Padraig knew the IFM could never win in a conventional war nor would they generate the international support needed. Instead, he planned on creating an underground government and army that could apply just enough pressure on the Shivian citizenry, forcing them to walk away. The IFM worked mostly in the Killbraugha, leaving Shvia to the KLA. They targeted the Shivian overseers, land developers, bankers, and officers who were slowly migrating to the Killbraugha. They also incited riots and protests amongst the Ilkhatal population, combining worker’s rights with Ilkhatal nationalism. This brought about serious reprisals and Padraig and most of the IFM leadership were arrested during a mass protest and executed in 1799.
 
Padraig’s death destroyed the IFM, making it a useless entity until the 1820s. James Connor would try to revive the IFM after Padraig died, but could not properly control it from Shiva, and the few survivors ended up fighting amongst themselves.
 
When the First Shadow War started in 1804, the survivors of the IFM found themselves facing a potential Shadow invasion while a Shivian government that still refused to acknowledge their rights, threatened to draft them and turn them into cannon fodder. A few Ilkhatal tried to support James’ efforts to resist the draft, but the IFM remained a dormant resistance movement for most of the war.
 
The First Shadow War decimated much of the farmland in the Killbraugha, leaving many Ilkhatal poor and starving. The Shivians also burnt down various Alanist churches, turning what had been a political and social war into a religious war. Additionally, Shivian industrialists and railroad executives were carving out large chunks of the Killbraugha for development and extraction, hiring Ilkhatal at miserable wages without any medical coverage.
 
This combined with the tragically heroic stand at Trippé (that the Shivians refused to acknowledge.
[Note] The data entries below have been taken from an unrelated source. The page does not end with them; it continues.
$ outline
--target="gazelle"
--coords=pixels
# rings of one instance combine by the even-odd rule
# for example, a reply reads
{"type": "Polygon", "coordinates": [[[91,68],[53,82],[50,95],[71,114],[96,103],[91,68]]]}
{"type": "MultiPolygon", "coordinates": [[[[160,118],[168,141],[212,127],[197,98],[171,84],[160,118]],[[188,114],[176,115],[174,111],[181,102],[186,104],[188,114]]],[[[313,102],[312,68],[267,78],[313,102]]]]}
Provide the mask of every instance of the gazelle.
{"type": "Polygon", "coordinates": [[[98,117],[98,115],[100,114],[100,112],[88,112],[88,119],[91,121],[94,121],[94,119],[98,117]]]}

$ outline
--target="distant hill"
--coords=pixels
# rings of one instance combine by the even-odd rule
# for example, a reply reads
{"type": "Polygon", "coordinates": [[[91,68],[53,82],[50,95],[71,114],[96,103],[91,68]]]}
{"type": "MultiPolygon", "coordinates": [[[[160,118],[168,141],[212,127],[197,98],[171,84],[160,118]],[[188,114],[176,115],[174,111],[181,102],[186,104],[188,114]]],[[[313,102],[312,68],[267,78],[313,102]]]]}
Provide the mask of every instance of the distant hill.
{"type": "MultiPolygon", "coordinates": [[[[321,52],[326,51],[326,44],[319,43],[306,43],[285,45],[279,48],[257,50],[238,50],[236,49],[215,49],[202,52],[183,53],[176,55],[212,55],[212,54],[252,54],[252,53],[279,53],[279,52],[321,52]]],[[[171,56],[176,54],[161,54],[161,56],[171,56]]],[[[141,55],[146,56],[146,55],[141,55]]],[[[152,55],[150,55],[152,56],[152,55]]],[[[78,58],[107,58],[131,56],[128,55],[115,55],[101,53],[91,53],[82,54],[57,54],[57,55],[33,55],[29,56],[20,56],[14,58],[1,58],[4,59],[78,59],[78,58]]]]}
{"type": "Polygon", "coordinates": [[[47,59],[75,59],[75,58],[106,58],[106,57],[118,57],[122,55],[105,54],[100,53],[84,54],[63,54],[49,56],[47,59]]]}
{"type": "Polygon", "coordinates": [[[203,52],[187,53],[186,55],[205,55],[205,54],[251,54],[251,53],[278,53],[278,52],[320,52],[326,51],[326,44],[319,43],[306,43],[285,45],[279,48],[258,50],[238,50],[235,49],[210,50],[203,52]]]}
A statue would not be built for the Ilkhatal heroes until 1822, by Korens) made the Ilkhatal in the Killbraugha murderously anger and ready for revolution.
 
The IFM returned in 1816, although it was a sputtering existence until two domineering and ruthless Ilkhatal took over: Marcus Galloway and Kerry McNair.

Marcus was from central Killbraugha and was an Alanist who would have become a priest if the Shivians had not burnt own his monastery in 1811. Kerry was from the southern half of the Killbraugha, the area rich with minerals and resource and was richer than the rest of the country. Because of this, many Shivians lived in this region. He was an accountant, one of the few Ilkhatal who managed to gain a proper education. How Kerry and Marcus met is unknown, but in 1817 they took over the IFM and returned it to its militant roots. While Marcus recruited and trained their members, Kerry, and later Margaret and Sean Leland, focused on funding and arming their movement. Margaret, who joined the IFM in 1820, contacted Indarium smugglers who were selling arms used during the First Shadow War, the Gargainian Civil War, the Rubicon Civil War, and the various Indarium rebellions of the 1820s. Margaret and Kerry would use these connections to create a complicated web of weapon smugglers, ensuring they would always be one step ahead of the Shivian authorities and never short of weapons should a smuggler or two be compromised.

 
Kerry also implemented a strict chain of command, turning Marcus’ well trained, but unruly warriors, into well trained soldiers. Kerry, often calling himself Marcus’ second in command but really an army chief of staff, focused on logistics while Marcus focused on morale, recruitment, and tactics. Together they would assassinate the chief of police of Leister (the Killbraugha’s capital) in 1823, destroyed the Shivians’ spy network in 1826, and force the Shivians to declare a national emergency in the Killbraugha in 1824.
 
By 1826, they were a formidable foe for the Shivian Empire and seemed within inches of liberating the Killbraugha from Shivian control.